2002-10-12 13:55:03

by Alastair Stevens

[permalink] [raw]
Subject: Small oddity of the week: 2.4.20-pre

Guys - I use the excellent Mindi/Mondo backup & rescue tools on my RH7.3
box, which have worked perfectly throughout a whole range of recent
kernels, up to and including 2.4.19. But, since I started running
2.4.20-pre5 (and now -pre9), Mindi refused to work any more.

I consulted the developer, and we tracked the problem down to this
pathetically innocent command sequence in the script:

fdisk -l | grep -w "/dev/hda6"

For some reason, this now produces, entirely at _random_, either one or
two lines of output! It was the duplicated output that broke Mindi. It's
easily accommodated in the script, but this randomness was never
exhibited on any earlier kernels. Is it me, or is this weird?

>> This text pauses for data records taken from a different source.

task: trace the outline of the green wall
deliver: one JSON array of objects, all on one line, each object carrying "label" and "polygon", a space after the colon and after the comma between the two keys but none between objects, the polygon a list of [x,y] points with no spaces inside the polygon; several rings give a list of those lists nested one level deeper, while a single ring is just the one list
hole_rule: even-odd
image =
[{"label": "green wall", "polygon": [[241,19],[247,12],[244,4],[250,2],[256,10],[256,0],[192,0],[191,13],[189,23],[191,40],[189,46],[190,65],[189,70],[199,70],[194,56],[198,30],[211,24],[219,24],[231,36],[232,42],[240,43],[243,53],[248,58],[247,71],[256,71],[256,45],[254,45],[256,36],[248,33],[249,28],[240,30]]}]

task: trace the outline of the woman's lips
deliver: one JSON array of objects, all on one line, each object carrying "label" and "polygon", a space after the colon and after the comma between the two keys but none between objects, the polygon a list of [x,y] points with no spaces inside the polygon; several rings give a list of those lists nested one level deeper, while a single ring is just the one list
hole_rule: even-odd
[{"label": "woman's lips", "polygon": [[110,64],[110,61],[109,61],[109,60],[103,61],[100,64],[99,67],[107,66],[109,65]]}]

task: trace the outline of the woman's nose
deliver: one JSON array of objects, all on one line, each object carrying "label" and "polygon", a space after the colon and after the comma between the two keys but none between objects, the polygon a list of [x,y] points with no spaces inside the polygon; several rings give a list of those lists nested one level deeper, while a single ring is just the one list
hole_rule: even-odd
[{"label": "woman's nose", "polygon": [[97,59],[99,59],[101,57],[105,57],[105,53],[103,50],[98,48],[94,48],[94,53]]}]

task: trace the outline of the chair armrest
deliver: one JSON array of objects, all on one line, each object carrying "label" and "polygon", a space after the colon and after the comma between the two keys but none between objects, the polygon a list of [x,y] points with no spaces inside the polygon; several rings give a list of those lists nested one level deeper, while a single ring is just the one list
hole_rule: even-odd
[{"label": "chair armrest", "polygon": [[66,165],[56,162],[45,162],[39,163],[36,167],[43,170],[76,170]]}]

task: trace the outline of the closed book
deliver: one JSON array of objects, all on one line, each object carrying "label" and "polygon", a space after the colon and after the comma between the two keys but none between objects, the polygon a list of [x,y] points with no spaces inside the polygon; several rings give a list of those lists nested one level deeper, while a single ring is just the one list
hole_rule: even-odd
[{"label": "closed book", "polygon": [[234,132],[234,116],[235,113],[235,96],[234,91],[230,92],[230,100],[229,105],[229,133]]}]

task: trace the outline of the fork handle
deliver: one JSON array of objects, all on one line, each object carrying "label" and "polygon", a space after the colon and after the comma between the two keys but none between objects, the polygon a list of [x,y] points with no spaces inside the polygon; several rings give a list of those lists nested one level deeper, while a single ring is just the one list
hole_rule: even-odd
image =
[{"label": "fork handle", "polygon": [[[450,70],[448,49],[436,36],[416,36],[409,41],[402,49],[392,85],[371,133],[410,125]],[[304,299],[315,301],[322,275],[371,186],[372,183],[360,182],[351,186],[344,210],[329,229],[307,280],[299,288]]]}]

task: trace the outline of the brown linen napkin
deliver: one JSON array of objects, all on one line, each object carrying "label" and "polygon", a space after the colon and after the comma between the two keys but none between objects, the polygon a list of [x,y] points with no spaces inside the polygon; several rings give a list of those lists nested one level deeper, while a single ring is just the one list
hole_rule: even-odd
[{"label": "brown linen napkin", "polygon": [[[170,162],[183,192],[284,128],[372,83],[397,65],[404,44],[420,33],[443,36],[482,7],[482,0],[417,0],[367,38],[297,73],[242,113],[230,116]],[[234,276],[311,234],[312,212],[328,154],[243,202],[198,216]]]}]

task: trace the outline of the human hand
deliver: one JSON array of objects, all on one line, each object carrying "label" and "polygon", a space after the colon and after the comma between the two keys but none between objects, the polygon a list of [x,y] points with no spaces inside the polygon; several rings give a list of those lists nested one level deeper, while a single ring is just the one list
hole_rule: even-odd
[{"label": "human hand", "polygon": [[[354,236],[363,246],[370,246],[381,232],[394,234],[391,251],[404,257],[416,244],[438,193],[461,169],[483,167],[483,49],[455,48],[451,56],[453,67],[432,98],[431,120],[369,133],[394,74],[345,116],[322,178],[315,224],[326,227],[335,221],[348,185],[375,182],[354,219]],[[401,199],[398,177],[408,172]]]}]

I hope this is useful in some way - anyone got any ideas?

Cheers
Alastair

--
\\ Alastair Stevens Cambridge
\\ Technical Director / \..-^..^...
\\ |Linux solutions \
\\ 01223 813774 \ /........../
\\ http://www.camlinux.co.uk '-=-'
--


2002-10-12 17:54:45

by Andries Brouwer

[permalink] [raw]
Subject: Re: Small oddity of the week: 2.4.20-pre

On Sat, Oct 12, 2002 at 06:30:15PM +0100, Alastair Stevens wrote:
> > > fdisk -l | grep -w "/dev/hda6"
> > >
> > > For some reason, this now produces, entirely at _random_, either one or
> > > two lines of output! It was the duplicated output that broke Mindi.
>
> Here's a typical output:
>
> 1 root@dolphin:/home/alastair> fdisk -l | grep -w "/dev/hda6"
> /dev/hda6 4419 4749 2658726 83 Linux
> /dev/hda6 4419 4749 2658726 83 Linux
> 2 root@dolphin:/home/alastair> fdisk -l | grep -w "/dev/hda6"
> /dev/hda6 4419 4749 2658726 83 Linux
> 3 root@dolphin:/home/alastair> fdisk -l | grep -w "/dev/hda6"
> /dev/hda6 4419 4749 2658726 83 Linux
> 4 root@dolphin:/home/alastair> fdisk -l | grep -w "/dev/hda6"
> /dev/hda6 4419 4749 2658726 83 Linux
>
> ie - the first time, it gives me two repeated lines. This appears to be
> random. In a clean terminal, it'll sometimes give me only the one line
> on the first run, and then do two lines multiple times....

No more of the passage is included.